On constate que vous avez une dent contre certains de vos confrères, de par vos récentes déclarations et vos «posts» sur votre page Facebook. Quelles en sont les raisons ? 
C’est une histoire qui date depuis des années. Mais j’ai fait ces commentaires à la suite de ma rencontre avec le ministre de la Fonction publique, Vikram Hurdoyal, fraîchement installé à son poste. J’étais le premier syndicaliste à le rencontrer et cela a fait des jaloux.

Avez-vous au préalable sollicité une rencontre avec lui ? 
C’est un échange de civilités. Je lui ai envoyé un message de félicitations et je lui ai demandé de trouver du temps pour rencontrer notre syndicat.

Cette rencontre, vous l’avez demandée seulement pour discuter des enseignants en tant que président de la Government Teachers’ Union (GTU) ? 
Mais non. Beaucoup de travailleurs et syndicalistes pensent que je ne suis que le président de la GTU. Il se trouve que je suis à la tête de l’All Civil Service Employees’ Federation qui compte 18 000 membres. La majorité sont des instituteurs du préscolaire et du primaire, des Deputy Rectors, des recteurs, des employés du ministère de l’Agro-industrie de même que des fonctionnaires attachés au département du service de l’Énergie (Electrical Service Division) des différents ministères. Savez-vous que notre syndicat est souvent boycotté ?

Pourquoi ? 
Parce qu’il y a des syndicalistes qui se sont souvent opposés à notre présence lors des négociations. J’ai même vu chez un ministre une requête venant d’un syndicaliste pour qu’il ne nous reçoive pas. Seuls les dirigeants de trois fédérations sont souvent invités autour des tables de négociation.
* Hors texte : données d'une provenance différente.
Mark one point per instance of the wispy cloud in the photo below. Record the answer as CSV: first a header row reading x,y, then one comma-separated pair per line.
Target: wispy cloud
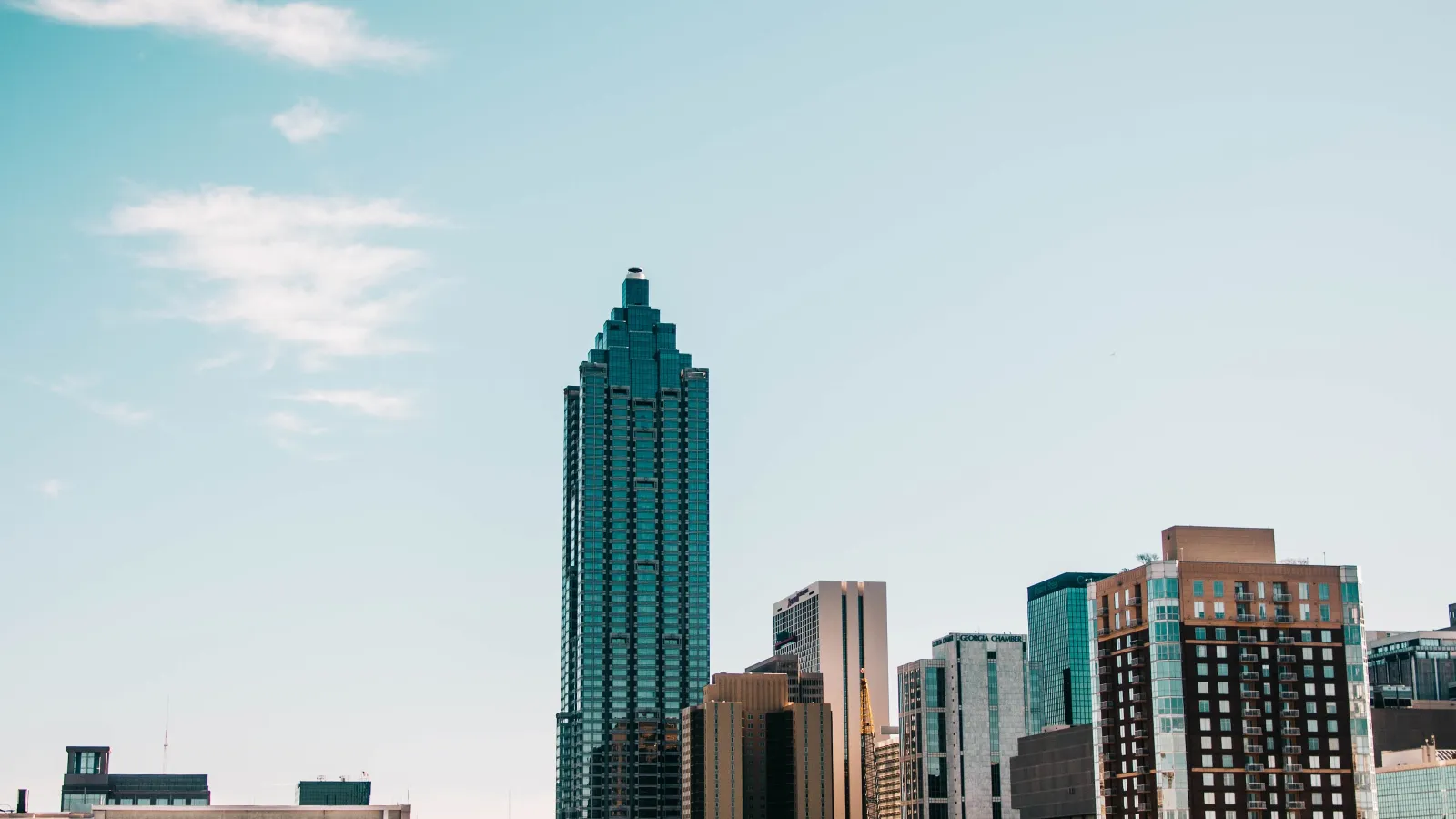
x,y
312,34
293,270
366,401
306,121
291,424
79,390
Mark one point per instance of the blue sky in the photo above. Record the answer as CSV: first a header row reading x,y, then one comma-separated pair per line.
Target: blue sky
x,y
989,292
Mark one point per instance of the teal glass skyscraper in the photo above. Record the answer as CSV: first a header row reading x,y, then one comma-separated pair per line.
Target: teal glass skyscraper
x,y
1057,637
633,622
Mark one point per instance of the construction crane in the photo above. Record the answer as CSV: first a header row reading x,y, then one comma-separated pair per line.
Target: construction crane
x,y
868,768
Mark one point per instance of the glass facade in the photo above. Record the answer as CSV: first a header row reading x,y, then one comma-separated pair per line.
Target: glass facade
x,y
633,649
1057,622
1417,793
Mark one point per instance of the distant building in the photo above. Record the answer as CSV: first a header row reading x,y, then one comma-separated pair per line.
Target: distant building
x,y
1057,636
960,717
633,620
1053,774
1417,784
255,812
327,792
887,774
803,687
89,782
836,629
1397,729
1229,681
752,753
1412,665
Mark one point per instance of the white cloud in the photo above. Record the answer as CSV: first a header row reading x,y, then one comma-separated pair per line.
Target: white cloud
x,y
288,423
291,270
313,34
216,361
306,121
77,390
366,401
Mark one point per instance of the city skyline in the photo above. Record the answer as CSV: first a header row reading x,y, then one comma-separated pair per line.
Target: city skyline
x,y
989,293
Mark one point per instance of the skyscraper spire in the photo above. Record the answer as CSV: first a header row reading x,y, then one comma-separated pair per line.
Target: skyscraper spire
x,y
633,567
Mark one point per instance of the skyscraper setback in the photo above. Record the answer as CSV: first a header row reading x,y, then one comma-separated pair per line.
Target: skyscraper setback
x,y
633,629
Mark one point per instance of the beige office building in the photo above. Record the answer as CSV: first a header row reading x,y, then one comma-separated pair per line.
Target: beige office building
x,y
836,629
752,753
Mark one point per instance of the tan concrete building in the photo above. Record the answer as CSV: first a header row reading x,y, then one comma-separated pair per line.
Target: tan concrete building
x,y
752,753
1229,682
837,629
887,774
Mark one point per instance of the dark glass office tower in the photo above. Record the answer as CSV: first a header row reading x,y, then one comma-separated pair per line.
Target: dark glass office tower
x,y
1057,618
633,622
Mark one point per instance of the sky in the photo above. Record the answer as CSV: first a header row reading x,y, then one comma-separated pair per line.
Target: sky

Mais ce sont des fédérations quand même ? 
Le fonctionnent les syndicats est mal connu. Il y a trop de fédérations à Maurice. Il est difficile de tenir des négociations avec les représentants de toutes ces fédérations. Alors les autorités ont demandé qu’il y ait des confédérations. Et il faut au moins deux fédérations pour créer une confédération. Je l’ai fait. Je suis dirigeant de la Confederation of General Trade Unions. Donc, j’ai le même droit que les autres.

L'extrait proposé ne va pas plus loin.